Its historically non-commercial structure and high levels of regulation at one point meant that the largest provider controlled only a 2% market share, which made it ripe for a swathe of mergers in recent years leading to a slew of larger operatives, with French operator Korian the largest player now holding a 4% market share.

Profits are regulated

Thiel says: “The German market is consolidating. Investment from abroad is quite complicated because the German market is highly political, there is a lot of political influence.”

“A lot of people are saying ‘people from abroad are trying to take money from our elderly, and trying to earn money from social welfare’, so it is quite difficult to earn money. You are doing quite well if you earn a modest profit.”

Previous governments that have likened foreign investment in this market to a heuschreckenplage – a ‘plague of locusts’, but this has not resulted in any specific protectionist legislation.
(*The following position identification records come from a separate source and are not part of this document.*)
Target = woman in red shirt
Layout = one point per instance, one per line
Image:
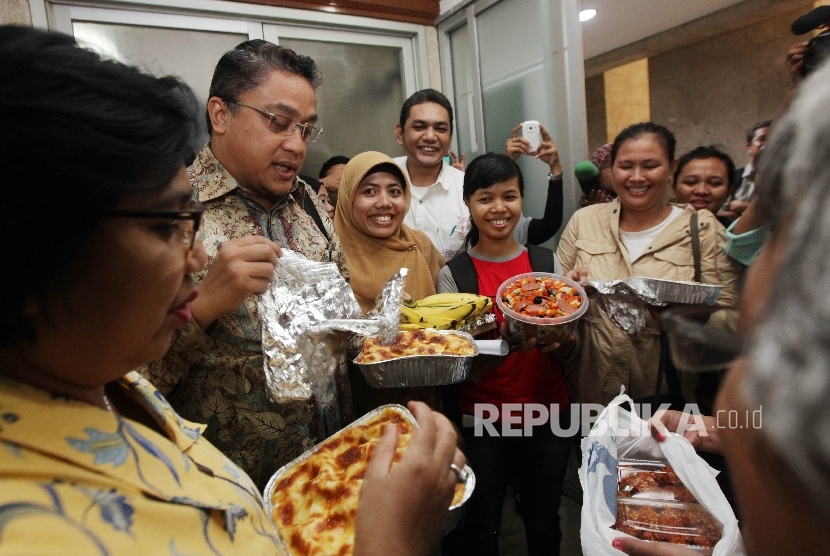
(530, 457)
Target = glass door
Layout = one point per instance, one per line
(366, 78)
(162, 44)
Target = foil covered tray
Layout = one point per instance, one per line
(455, 510)
(673, 291)
(420, 370)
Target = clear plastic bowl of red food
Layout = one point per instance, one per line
(524, 325)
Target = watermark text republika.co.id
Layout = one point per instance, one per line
(516, 419)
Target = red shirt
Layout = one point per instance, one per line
(525, 376)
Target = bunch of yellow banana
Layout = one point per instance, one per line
(444, 311)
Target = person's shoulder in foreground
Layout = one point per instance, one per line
(92, 482)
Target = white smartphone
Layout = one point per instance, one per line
(531, 132)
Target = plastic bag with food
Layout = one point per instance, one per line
(620, 434)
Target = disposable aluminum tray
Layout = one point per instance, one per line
(420, 370)
(455, 510)
(672, 291)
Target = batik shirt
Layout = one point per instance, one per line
(216, 376)
(77, 479)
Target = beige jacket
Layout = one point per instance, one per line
(608, 357)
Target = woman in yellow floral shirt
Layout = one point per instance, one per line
(100, 225)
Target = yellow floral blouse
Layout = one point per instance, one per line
(216, 376)
(76, 479)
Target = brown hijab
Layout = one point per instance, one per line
(373, 261)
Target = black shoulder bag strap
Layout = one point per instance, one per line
(464, 273)
(311, 209)
(695, 230)
(541, 258)
(666, 366)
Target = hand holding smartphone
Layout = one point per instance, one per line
(531, 132)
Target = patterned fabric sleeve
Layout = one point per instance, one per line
(190, 343)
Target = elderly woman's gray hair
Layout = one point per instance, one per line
(789, 372)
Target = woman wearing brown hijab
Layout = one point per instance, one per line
(373, 200)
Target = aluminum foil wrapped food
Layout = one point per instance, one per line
(308, 314)
(626, 301)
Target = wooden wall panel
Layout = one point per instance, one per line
(423, 12)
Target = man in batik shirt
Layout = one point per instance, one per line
(261, 114)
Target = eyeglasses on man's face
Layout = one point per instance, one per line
(701, 339)
(285, 125)
(188, 220)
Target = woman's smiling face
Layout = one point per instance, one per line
(379, 205)
(703, 183)
(641, 171)
(496, 209)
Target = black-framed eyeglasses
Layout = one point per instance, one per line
(281, 124)
(188, 220)
(701, 338)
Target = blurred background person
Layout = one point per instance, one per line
(331, 172)
(739, 199)
(704, 179)
(780, 469)
(601, 158)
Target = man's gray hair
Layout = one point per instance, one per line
(789, 373)
(248, 65)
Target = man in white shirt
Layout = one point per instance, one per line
(437, 207)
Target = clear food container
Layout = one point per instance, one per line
(675, 522)
(643, 480)
(545, 330)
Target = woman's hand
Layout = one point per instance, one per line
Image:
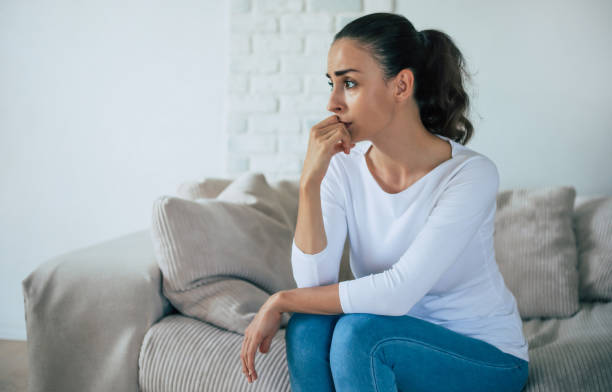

Regulation to prevent excessive profiteering from care home operation is set out in Pflegestärkungsgesetz III, Germany’s Long Term Care Strengthening Acts.

And so is pricing 

An inflexible pricing system also often takes new entrants to the market by surprise, he adds. Thiel explains: ‘We cannot simply put prices up in Germany. There is no chance. The processes are state-controlled and state driven.”

Different areas have different regulations

The regulations differ depending on where in Germany you are based. Thiel says: “We have a complicated situation because we have federal law and we have the state law. What was federal law regarding nursing homes is now state law. We now have about ten definitions of ‘nursing home’. All these things make it really complicated.”

There are substantial opportunities, but growth requires careful integration

In recent years one of the major growing players in the nursing home industry has been Alloheim, which went from being the eighth largest provider to the second largest in less than five years, and were then purchased by Nordic Capital for €1bn last year.

It was a large portfolio, that came at quite a steep price. Thiel says: “It grew in the last few years really quickly, it did a lot of mergers, but if you grow so fast, you have to do also the post-merger business and this is really risky for entrants. You have to integrate all of the companies you have bought. It’s a work in progress at Alloheim.”

The new owner inherits risks when it buys operators that have not fully standardised care practices across all of the homes it runs. The costs associated with standardising smaller care homes are sometimes unwisely ignored during these transactions, while operators concentrate on simply increasing the number of residents for which they provide care. Nordic Capital made a bold purchase of Alloheim, considering the ongoing integration work it with which it was already engaged, says Thiel. The high price tags reflect the increase in value to the individual assets by including them in the larger whole. Nordic Capital would be in a good position if it chose to sell in the future, whether it completes integration or not.